Beardsley adds new chapter to his life and running story

Even if you think you know Dick Beardsley's story -- a Minnesota guy becomes a star marathoner, is felled by injuries and addiction, and survives it all -- there's more.

Even if you think you know Dick Beardsley's story -- a Minnesota guy becomes a star marathoner, is felled by injuries and addiction, and survives it all -- there's more.

New chapters continue to unfold for the 53-year-old, who owns the fastest time in Grandma's Marathon history, which have initiated a screen- play of his life for a possible movie, while a second autobiography is in the works.

Beardsley had a total replacement of his right knee Jan. 7 and, this won't surprise anyone, he's back running. He'll certainly put in a few miles later this week in downtown Duluth when here as a speaker and radio commentator for Saturday's 33rd Grandma's Marathon.

"I've been told a number of times, since the knee replacement, that I wouldn't or shouldn't run again. I haven't gone back to it to prove the doctors wrong, I just love running," Beardsley said recently from home in Austin, Texas. "I may be making a big mistake, but I don't think anyone really knows the effects of running on an artificial knee. Yes, the knee will probably wear out faster, maybe it will last only 10 years instead of 15 or 20, but how will I know unless I try?"

Right now he's running 40-45 miles a week, squeezed into his life as a sought-after motivational speaker. His longest run with the new knee, nine miles, came Monday.


A nasty turn

A wave rolled over Beardsley as he stood in the Atlantic Ocean off Palm Beach, Fla., last September and his right knee was twisted. It ultimately needed arthroscopic cleaning in November and then the situation became seriously complicated by an infection. The infection ate away the knee joint and, after facing excruciating pain, a knee replacement was Beardsley's only option.

He underwent a three-hour operation and was hospitalized four days. It was the 12th operation on the knee since his first in 1976, and cost about $50,000. The DePuy orthopaedic rotating titanium knee, with a ceramic surface, made by Johnson & Johnson, is the most up-to-date replacement joint, said Beardsley, and allows for improved side-to-side movement and better wear.

Physical therapy and then biking and swimming were the first steps on the road to recovery.

"I found I loved biking and you can get an aerobic fix on the bike, but it's still not like running," said Beardsley, who completed about 30 career marathons, including his course-record in the 1981 Grandma's Marathon in 2 hours, 9 minutes, 37 seconds.

So, little by little, he's gotten back to it as he continues to travel almost every weekend as a speaker. An atrophied right quadriceps leg muscle meant slow going at first, as it took nearly 12 minutes to cover a mile. He eventually was able to run without a limp and now can run a mile in under eight minutes.

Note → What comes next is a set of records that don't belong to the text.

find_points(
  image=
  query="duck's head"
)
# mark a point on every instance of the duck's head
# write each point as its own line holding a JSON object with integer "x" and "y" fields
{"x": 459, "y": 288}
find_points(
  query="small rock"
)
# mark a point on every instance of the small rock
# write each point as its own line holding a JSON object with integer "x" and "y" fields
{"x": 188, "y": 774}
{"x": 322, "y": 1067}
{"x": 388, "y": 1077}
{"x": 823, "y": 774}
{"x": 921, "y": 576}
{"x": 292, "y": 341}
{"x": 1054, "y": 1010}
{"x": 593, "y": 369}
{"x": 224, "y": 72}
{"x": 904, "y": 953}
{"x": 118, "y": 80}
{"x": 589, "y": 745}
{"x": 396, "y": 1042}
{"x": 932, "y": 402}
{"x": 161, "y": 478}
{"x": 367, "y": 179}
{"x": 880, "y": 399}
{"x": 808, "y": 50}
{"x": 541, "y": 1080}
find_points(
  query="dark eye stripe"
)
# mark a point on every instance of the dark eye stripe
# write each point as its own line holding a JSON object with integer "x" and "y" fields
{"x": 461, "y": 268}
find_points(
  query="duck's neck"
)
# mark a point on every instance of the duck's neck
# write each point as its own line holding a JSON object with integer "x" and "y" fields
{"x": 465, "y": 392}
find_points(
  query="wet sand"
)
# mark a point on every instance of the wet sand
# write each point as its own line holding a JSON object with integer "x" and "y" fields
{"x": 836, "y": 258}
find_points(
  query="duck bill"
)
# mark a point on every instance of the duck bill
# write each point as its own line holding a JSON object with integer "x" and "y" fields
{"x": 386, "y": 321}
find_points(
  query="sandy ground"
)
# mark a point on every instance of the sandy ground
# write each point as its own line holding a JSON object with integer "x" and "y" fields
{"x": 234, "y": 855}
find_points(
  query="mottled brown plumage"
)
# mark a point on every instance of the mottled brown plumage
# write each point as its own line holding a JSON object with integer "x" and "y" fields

Beardsley's wife, Jill, said Dick isn't one to take the easy route.

"At first, he had accepted that he wasn't going to run again. And then he said, 'Let me try this and try this.' He's going to run and live for today. That's who he is; he's not going to limit himself," said Jill Beardsley, a citizen runner, who helps organize his speaking engagements.


The Next Chapter

Beardsley's life has been detailed in his 2004 autobiography "Staying the Course: A Runner's Toughest Race," which included his battle with prescription pain killers, and in John Brant's 2006 book "Duel in the Sun," the story of the 1982 Boston Marathon, a searing race against Alberto Salazar. Beardsley was also featured in the acclaimed 2007 independent documentary "Spirit of the Marathon."

Yet, not all of his tales have been told, leading to work on a second autobiography and a screen play by film producer Paul Martin of Vineyard Productions of Sonoma, Calif.

Yet whatever new material is produced, running is still at the base of Beardsley's identity.

"When I retired from running, after the 1988 U.S. Olympic Trials, I knew I wouldn't be back at that level again. But I still like to push myself as hard as I possibly can," said the two-time Grandma's Marathon champion, who grew up in Wayzata, Minn. "Even now, I'm at a slow place, but I'm doing more than just shuffling my feet. I'm working at it and I actually feel like a regular runner again."

Before the knee replacement, Beardsley was still running marathons, including the 2006 Grandma's Marathon when he finished in 2:47:56 at age 50. He's not predicting a 26.2-mile race any time soon on his new knee, but there is precedent.

Randy Rendon, also a resident of Austin, Texas, had a knee replacement in 2007, according to the Austin American-Statesman, and six months later completed the 2008 Houston Marathon at age 60 and did so again in 2009.